Parecía el carnaval de Venecia. Los pliegues en las telas de las señoras al bailar despertaban una marea imprecisa que iba de lado a lado del salón; los señores, de traje oscuro, eran boyas esmirriadas soltadas a la deriva en un agua de colores. La orquesta tocaba jazz y todo se movía. A través de las ventanas de la casa, unos rayos de luna y la luz de las estrellas se peleaban por entrar pero chocaban con la música que brotaba a borbotones desde el interior y rebalsaba cayendo en cascadas ondulantes hacia fuera. A la noche no le quedó más remedio que dedicarse a rebotar su luz azul en los pinos del parque.

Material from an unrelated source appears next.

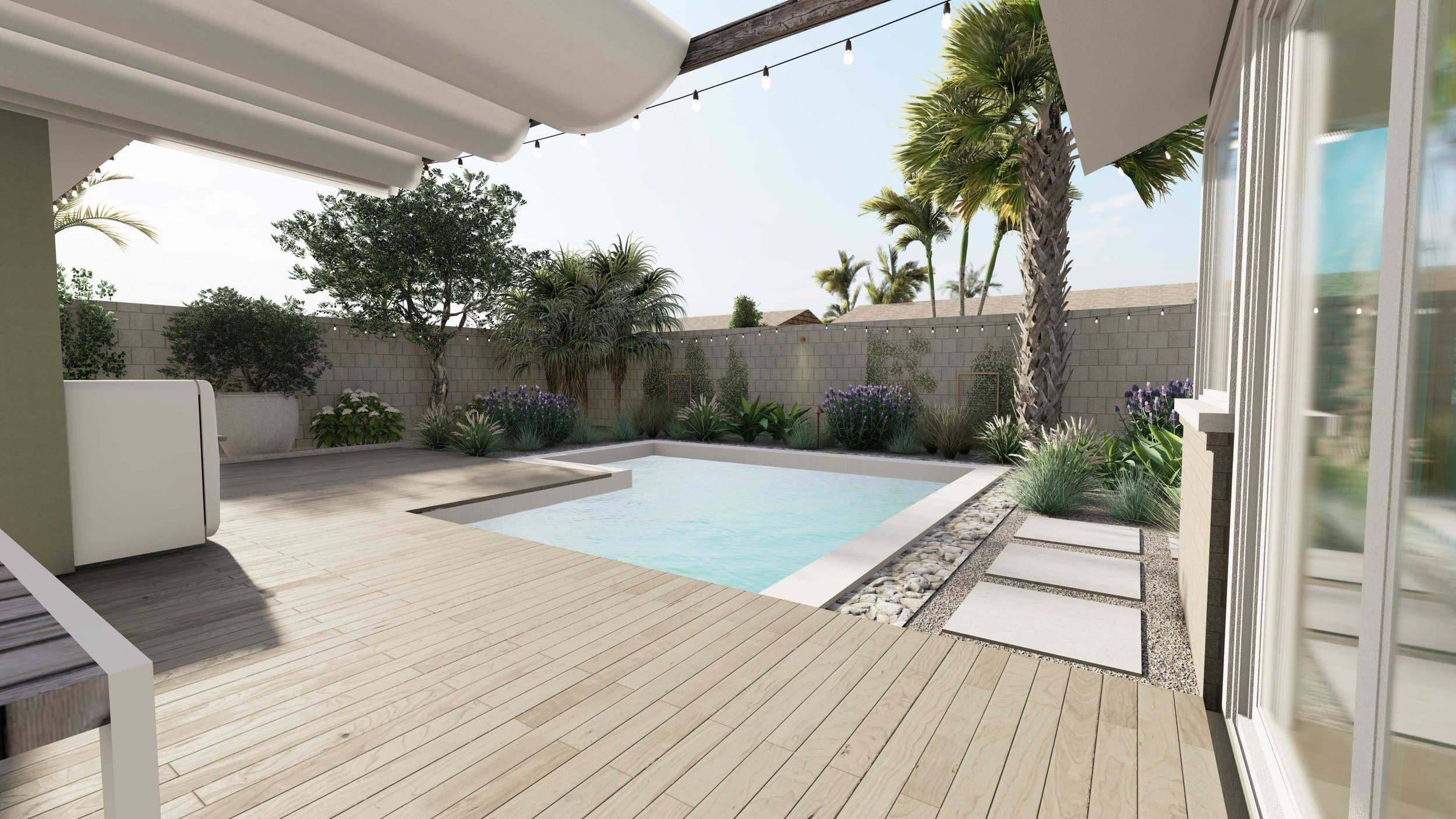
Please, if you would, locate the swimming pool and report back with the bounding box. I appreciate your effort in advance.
[471,455,945,592]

En el estacionamiento, al pie de una pequeña barranca habitada por zinnias de colores, unos autos como cucarachas interplanetarias intentaban descansar de sus dueños y a la vez que deseaban el abrigo de un techo que protegiera sus pieles de insectos de la húmeda saliva del rocío, sentían envidia de la fiesta que parecía crecer a cada instante como un volcán borracho.

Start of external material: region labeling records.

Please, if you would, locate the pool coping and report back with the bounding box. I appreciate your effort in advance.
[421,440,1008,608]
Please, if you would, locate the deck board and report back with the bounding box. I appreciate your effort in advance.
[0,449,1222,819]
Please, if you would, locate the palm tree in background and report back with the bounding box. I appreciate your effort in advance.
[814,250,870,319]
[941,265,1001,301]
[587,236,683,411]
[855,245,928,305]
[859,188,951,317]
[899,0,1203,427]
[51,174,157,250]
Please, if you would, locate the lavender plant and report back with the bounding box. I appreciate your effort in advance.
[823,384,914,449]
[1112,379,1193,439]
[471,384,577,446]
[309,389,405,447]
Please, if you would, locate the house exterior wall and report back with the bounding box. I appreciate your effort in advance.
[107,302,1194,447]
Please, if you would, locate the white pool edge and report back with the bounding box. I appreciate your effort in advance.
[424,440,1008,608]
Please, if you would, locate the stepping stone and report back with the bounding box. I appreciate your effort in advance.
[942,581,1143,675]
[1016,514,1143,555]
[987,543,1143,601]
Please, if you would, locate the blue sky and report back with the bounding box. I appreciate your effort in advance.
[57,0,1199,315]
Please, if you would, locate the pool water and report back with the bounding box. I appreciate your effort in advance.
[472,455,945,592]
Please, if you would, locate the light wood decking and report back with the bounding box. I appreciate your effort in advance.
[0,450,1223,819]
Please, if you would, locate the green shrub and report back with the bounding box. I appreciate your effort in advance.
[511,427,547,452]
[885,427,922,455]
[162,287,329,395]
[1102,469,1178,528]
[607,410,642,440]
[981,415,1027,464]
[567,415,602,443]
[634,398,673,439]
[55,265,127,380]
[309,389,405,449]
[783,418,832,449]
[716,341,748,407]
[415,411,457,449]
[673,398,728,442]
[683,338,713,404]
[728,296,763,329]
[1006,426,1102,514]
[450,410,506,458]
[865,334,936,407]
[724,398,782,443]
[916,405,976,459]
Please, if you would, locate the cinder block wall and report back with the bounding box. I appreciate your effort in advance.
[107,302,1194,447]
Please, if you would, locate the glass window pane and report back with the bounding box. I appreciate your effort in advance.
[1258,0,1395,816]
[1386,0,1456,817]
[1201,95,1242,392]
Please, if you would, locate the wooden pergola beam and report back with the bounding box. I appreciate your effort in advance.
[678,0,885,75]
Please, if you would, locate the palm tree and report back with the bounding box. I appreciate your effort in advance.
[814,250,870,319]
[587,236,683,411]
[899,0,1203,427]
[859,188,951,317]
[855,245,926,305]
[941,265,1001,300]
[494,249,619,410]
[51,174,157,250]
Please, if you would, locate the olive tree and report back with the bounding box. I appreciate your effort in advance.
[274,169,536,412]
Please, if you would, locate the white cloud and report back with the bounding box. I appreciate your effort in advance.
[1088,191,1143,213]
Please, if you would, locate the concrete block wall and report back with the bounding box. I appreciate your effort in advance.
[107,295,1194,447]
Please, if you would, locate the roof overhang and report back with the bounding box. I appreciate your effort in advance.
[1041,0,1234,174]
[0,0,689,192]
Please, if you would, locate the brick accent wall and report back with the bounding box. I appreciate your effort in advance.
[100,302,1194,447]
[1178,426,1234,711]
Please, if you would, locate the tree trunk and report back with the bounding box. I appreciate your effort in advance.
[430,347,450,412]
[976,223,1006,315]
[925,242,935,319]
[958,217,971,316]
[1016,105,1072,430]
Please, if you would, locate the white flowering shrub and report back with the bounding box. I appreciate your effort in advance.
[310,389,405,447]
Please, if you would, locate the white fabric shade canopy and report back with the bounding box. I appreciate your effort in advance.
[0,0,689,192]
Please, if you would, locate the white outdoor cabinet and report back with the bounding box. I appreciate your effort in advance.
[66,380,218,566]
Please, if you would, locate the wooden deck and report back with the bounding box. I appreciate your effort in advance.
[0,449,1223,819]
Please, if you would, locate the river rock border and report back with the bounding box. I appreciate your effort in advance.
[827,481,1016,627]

La música hacía rato ya que había inundado el patio y ahora ya corría por el pasto hacia las partes bajas. Al estacionamiento llegaban cada vez más notas musicales que empezaron empapando los adoquines y al cabo de varios acordes fueron llegando al nivel de las ruedas de los coches, las que poco a poco comenzaron a moverse. A algunas les dio por girar, yendo adelante y atrás, contagiándose el ritmo unas a otras como una epidemia de bacterias voraces. Para el siguiente tema, ya todos los autos estaban bailando y se movían de costado, hacia delante, en pequeños zig zags e incluso en giros locos. Hubo uno que desafortunado volcó y quedó con las ruedas hacia arriba. El pobre murió ahogado a pesar de la poca profundidad de la marea musical. Su bocina, apenas audible emitió un último pedido de ayuda antes de desvanecerse opacada por el sonido de un trombón que llegó navegando sobre una zinnia roja que arrancó al pasar con su viento huracanado.
Los autos más audaces comenzaron a navegar, remando como romanos en el acompasado abrir y cerrar de sus puertas y lograron ponerse a salvo dirigiéndose calle arriba. Sus mascarones eran pequeños simbolitos plateados en las puntas de sus proas.
Así siguió la fiesta dentro y fuera de la casa hasta que casi al alba la orquesta hizo un alto para que los agotados músicos pudieran desayunar. Con el imprevisto silencio, los autos se detuvieron donde estaban, los que habían nadado calle arriba fueron bajando lentamente en el suave escurrir de las últimas notas. El auto ahogado quedó allí como único testimonio de una marea de música que nadie vio.